Martingale Construction for Hitting Time on a Non-Symmetric Chain

A Markov chain on $\{0, 1, 2, 3\}$ has transition probabilities: $$p(1, 0) = \tfrac{1}{3}, \quad p(1, 2) = \tfrac{2}{3}, \quad p(2, 1) = \tfrac{1}{2}, \quad p(2, 3) = \tfrac{1}{2}.$$ State $0$ is absorbing and state $3$ is reflecting: $p(3, 2) = 1$.

Let $T = \inf\{n \ge 0 : X_n = 0\}$.

(a) Find a function $f : \{0,1,2,3\} \to \mathbb{R}$ and a constant $c > 0$ such that $M_n = f(X_{n \wedge T}) - (n \wedge T) \cdot c$ is a martingale. Use this to compute $E[T \mid X_0 = 2]$.

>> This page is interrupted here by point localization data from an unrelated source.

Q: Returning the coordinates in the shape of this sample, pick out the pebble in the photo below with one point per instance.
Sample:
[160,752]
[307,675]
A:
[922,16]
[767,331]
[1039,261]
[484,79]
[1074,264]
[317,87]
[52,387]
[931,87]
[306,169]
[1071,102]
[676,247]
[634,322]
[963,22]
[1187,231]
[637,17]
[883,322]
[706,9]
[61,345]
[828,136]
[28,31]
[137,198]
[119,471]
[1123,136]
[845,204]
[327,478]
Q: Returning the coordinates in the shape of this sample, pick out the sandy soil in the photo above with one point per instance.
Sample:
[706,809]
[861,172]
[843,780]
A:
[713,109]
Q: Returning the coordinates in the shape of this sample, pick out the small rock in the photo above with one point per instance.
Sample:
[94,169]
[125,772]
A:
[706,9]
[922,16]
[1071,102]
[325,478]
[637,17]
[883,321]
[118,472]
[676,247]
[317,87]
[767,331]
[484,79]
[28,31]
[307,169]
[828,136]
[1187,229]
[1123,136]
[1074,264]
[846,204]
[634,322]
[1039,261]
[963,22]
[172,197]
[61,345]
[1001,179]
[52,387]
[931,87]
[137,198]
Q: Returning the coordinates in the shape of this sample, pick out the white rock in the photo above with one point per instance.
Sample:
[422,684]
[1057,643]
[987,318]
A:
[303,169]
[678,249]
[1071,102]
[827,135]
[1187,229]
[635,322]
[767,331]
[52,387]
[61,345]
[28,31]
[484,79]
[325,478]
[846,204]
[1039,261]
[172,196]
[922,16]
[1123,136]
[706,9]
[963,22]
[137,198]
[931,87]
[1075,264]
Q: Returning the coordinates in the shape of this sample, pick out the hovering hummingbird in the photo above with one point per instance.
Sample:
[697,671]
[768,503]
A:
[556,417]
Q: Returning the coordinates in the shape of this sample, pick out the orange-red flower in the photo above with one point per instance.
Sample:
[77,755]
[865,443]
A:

(b) Find a function $g : \{0,1,2,3\} \to \mathbb{R}$ such that $N_n = g(X_{n \wedge T}) - (n \wedge T) \cdot d$ is a martingale for an appropriate constant $d$, and use the optional stopping theorem to compute $E[T^2 \mid X_0 = 2]$. Hence find $\text{Var}(T \mid X_0 = 2)$.